Ok, let's look at Web Archive documentation
- https://blog.archive.org/2017/01/25/see-something-save-something/
- https://github.com/ArchiveTeam
- https://wiki.archiveteam.org/index.php/Dev/Source_Code
- https://github.com/ArchiveTeam/seesaw-kit
- https://github.com/ArchiveTeam/grab-site
- https://help.archive.org/how-to-upload-files-to-create-a-new-item-page/
- https://help.archive.org/example-of-good-metadata-for-items/
- https://en.wikipedia.org/wiki/Help:Using_the_Wayback_Machine
It can definitely get complicated depending on how complex we want our archiving process to be. But let's start with a very basic version. It looks like I should just be able to send a request and start the archiving process off? Let's try setting up a basic fetch.

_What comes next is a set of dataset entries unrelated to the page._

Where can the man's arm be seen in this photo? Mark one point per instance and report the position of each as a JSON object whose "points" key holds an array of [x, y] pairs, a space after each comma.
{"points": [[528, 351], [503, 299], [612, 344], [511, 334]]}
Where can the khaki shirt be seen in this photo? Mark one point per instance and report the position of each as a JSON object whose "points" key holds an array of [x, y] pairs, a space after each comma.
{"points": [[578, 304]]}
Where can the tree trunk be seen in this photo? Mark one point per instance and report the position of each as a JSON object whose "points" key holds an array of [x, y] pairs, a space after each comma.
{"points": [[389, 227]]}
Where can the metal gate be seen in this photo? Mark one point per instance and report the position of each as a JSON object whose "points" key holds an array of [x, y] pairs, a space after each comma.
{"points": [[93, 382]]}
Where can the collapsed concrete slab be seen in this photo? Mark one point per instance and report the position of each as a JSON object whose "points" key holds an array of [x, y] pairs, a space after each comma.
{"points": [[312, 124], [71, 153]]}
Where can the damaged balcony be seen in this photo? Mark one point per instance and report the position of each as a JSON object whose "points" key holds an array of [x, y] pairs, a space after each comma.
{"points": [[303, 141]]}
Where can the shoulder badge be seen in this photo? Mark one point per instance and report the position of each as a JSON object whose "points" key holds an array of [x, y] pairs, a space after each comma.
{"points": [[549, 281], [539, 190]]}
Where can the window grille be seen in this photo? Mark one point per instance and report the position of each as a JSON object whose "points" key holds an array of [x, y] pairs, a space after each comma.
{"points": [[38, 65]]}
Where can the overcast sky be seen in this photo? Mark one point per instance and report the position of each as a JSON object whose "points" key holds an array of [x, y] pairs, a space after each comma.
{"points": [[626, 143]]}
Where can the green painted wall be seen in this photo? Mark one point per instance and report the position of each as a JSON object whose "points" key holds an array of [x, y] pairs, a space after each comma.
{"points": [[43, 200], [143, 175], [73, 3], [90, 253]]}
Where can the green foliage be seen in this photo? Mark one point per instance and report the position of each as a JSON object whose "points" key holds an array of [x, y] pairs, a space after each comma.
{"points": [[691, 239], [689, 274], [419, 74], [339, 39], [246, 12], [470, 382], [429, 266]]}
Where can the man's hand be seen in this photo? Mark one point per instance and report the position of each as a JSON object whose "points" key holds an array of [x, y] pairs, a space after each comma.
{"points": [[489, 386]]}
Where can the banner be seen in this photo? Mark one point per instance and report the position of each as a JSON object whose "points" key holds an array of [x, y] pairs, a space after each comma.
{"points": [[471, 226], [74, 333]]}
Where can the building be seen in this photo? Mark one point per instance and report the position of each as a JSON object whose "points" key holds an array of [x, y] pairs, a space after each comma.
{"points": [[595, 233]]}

Hmm there's a bunch of repeated code I'll need to implement for fetch. Let's pull it out into its own file. Now I can basically use it in place and also reuse it for my link archiver functions:
// Using suggestion from the docs - https://www.npmjs.com/package/node-fetch#loading-and-configuring-the-module
const fetch = (...args) =>
import("node-fetch").then(({ default: fetch }) => fetch(...args));
const ua =
"facebookexternalhit/1.1 (+http://www.facebook.com/externalhit_uatext.php)";
const getRequestHeaders = () => {
return {
cookie: "",
"Accept-Language": "en-US,en;q=0.8",
"User-Agent": ua,
};
};
class HTTPResponseError extends Error {
constructor(response, ...args) {
super(
`HTTP Error Response: ${response.status} ${response.statusText}`,
...args
);
this.response = response;
}
}
const checkStatus = (response) => {
if (response.ok) {
// response.status >= 200 && response.status < 300
return response;
} else {
throw new HTTPResponseError(response);
}
};
const fetchUrl = async (url, options = false, ua = true) => {
let response = false;
let finalOptions = options
? options
: {
method: "get",
};
if (ua) {
finalOptions.header = ua === true ? ua : getRequestHeaders();
}
try {
response = await fetch(url, finalOptions);
} catch (e) {
if (e.hasOwnProperty("response")) {
console.error("Fetch Error in response", e.response.text());
} else if (e.code == "ENOTFOUND") {
console.error("URL Does Not Exist", e);
}
return false;
}
response = checkStatus(response);
return response;
};
module.exports = fetchUrl;
Ok, that works! I am getting a 200 back, implying that it is being archived. Yeah, when I check the archive page for me test link it is working!